配置完成后启动ES,再输入命令启动kibana(在bin目录下输入该命令) :
nohup ./kibana &
如果不想后台启动的直接输入:
./kibana
没有出现error就可以直接ip:5601去访问了,然后输入之前ES设置的账号:elastic 密码:123456,然后大功告成!!!
kibana的操作后面集成了spring boot后再做简单的介绍。
3、最后开始集成到我们的spring boot项目中去,我本地的spring boot版本是2.3.4版本
下面是需要引用的jar包,在pom文件中添加以下依赖:
<dependency> <groupId>org.springframework.boot</groupId> <artifactId>spring-boot-starter-data-elasticsearch</artifactId> </dependency>
一般情况下spring boot会自动对应相应的ES版本,下载好jar包后可以看项目下的jar包的版本,确认一下,版本是否正确,我这边是7.6.2的版本。

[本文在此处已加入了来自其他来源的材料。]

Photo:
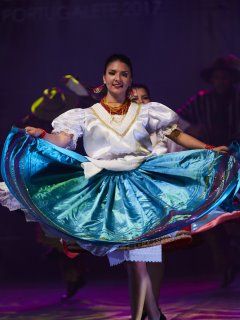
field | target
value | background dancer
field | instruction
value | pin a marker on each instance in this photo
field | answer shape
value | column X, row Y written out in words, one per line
column 117, row 138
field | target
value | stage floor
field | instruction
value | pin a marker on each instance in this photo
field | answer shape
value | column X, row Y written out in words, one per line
column 181, row 300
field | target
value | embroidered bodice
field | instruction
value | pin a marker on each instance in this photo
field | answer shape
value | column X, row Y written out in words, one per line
column 108, row 137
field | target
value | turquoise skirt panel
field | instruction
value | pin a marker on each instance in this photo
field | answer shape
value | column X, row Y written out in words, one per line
column 114, row 209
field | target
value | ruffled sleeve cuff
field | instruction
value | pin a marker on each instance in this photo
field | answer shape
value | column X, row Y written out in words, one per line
column 71, row 123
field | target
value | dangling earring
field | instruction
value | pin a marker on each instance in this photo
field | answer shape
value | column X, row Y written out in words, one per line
column 99, row 89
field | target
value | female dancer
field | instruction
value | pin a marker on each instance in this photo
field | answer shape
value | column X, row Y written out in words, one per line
column 120, row 196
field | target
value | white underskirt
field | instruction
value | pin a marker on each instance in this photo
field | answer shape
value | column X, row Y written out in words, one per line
column 149, row 254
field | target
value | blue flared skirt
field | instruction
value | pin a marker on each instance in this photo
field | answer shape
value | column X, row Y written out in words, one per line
column 115, row 208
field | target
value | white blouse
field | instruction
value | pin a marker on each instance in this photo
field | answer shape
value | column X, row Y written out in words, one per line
column 119, row 142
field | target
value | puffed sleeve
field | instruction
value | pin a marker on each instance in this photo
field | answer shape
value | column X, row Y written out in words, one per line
column 70, row 122
column 160, row 119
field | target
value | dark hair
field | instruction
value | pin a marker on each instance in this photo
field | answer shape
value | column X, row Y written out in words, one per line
column 141, row 86
column 118, row 57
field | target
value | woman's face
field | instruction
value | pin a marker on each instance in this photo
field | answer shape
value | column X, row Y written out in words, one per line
column 117, row 78
column 140, row 95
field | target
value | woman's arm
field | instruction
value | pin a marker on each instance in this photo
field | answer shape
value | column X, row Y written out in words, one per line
column 189, row 142
column 61, row 139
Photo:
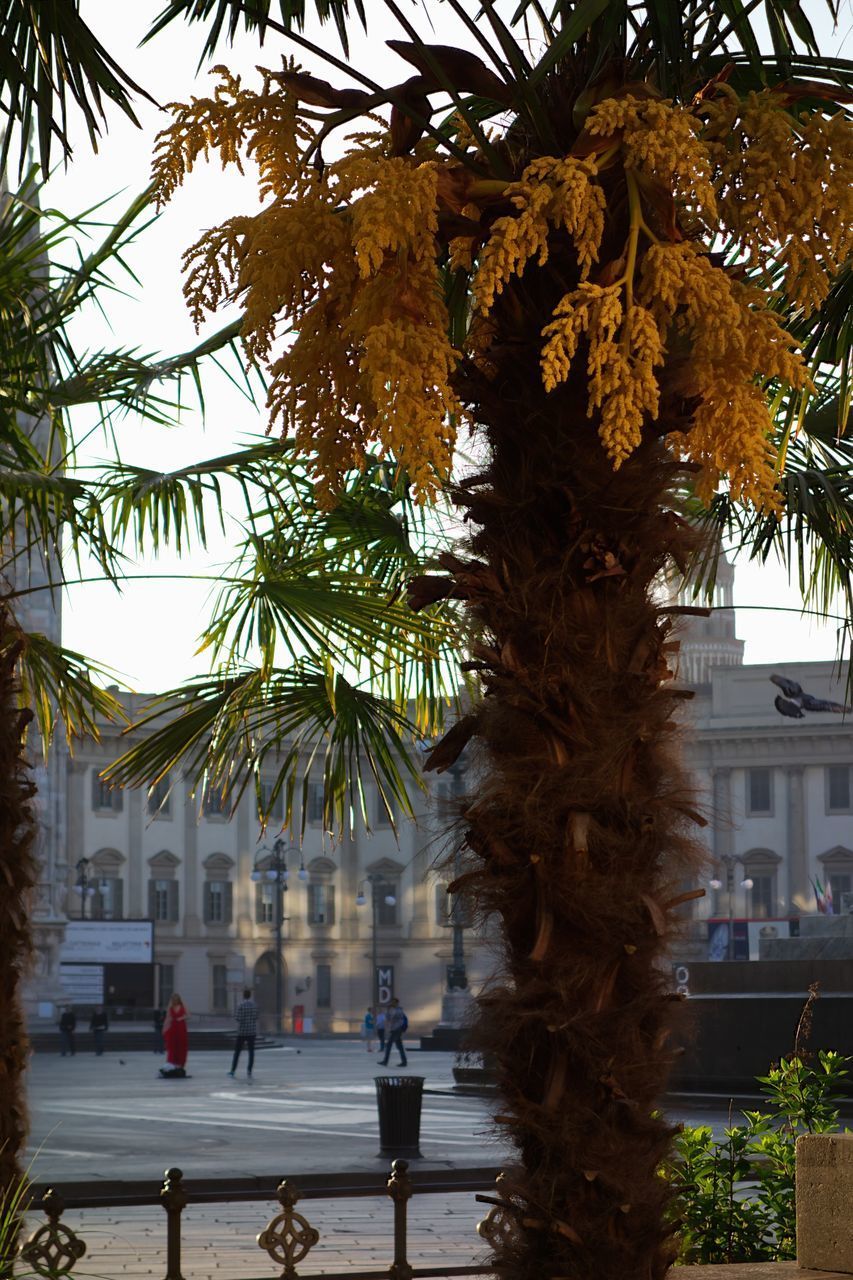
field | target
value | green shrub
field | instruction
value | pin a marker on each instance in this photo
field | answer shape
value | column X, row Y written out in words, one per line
column 735, row 1196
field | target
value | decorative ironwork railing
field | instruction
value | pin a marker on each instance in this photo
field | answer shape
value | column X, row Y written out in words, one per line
column 53, row 1248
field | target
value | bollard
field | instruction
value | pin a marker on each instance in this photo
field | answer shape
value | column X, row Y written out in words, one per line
column 173, row 1198
column 400, row 1191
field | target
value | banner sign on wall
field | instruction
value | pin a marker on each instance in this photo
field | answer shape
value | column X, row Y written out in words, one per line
column 82, row 983
column 384, row 983
column 108, row 942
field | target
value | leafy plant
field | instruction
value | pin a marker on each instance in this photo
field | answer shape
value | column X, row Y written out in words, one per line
column 735, row 1197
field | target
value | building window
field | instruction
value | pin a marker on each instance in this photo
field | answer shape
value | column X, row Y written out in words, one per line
column 762, row 895
column 387, row 912
column 106, row 904
column 219, row 988
column 160, row 799
column 273, row 812
column 760, row 792
column 163, row 900
column 324, row 986
column 265, row 903
column 167, row 983
column 320, row 904
column 105, row 798
column 218, row 901
column 214, row 803
column 838, row 789
column 314, row 803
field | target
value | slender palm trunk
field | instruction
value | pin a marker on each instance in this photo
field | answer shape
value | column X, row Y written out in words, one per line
column 18, row 876
column 576, row 835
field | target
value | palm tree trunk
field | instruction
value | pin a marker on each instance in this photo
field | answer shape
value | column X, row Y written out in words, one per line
column 18, row 877
column 576, row 832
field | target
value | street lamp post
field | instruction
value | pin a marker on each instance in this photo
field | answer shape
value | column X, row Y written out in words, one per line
column 374, row 880
column 277, row 873
column 730, row 862
column 82, row 885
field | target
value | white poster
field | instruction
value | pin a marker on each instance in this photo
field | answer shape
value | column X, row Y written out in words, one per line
column 765, row 929
column 108, row 942
column 82, row 983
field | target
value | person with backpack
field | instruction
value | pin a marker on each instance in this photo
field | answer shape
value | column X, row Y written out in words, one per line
column 99, row 1025
column 396, row 1023
column 246, row 1032
column 67, row 1028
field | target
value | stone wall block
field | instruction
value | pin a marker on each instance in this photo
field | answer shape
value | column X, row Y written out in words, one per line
column 825, row 1202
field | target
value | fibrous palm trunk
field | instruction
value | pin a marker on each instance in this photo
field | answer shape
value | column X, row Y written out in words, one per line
column 18, row 876
column 576, row 833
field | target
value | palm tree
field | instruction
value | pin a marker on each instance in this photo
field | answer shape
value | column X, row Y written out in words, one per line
column 602, row 284
column 632, row 225
column 51, row 516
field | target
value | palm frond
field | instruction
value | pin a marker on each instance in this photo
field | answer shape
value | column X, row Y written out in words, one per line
column 224, row 17
column 62, row 686
column 224, row 731
column 48, row 59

如果版本不正确的话可以手动修改一下版本,在pom.xml文件中的<properties>添加如下代码:
<properties> <elasticsearch.version>7.6.2</elasticsearch.version> </properties>
配置ES连接bean:
package com.zsi.geek_insight.config;
import com.zsi.geek_insight.util.EsUtils;
import org.apache.http.HttpHost;
import org.apache.http.auth.AuthScope;
import org.apache.http.auth.UsernamePasswordCredentials;
import org.apache.http.client.CredentialsProvider;
import org.apache.http.impl.client.BasicCredentialsProvider;
import org.elasticsearch.client.RestClient;
import org.elasticsearch.client.RestClientBuilder;
import org.elasticsearch.client.RestHighLevelClient;
import org.springframework.beans.factory.annotation.Value;
import org.springframework.context.annotation.Bean;
import org.springframework.context.annotation.Configuration;
@Configuration
public class ElasticsearchConfiguration {
@Value("${elasticsearch.host}")
private String host;
@Value("${elasticsearch.port}")
private int port;
@Value("${elasticsearch.username}")
private String USERNAME;
@Value("${elasticsearch.password}")
private String PASSWORD;
@Bean(destroyMethod = "close", name = "client")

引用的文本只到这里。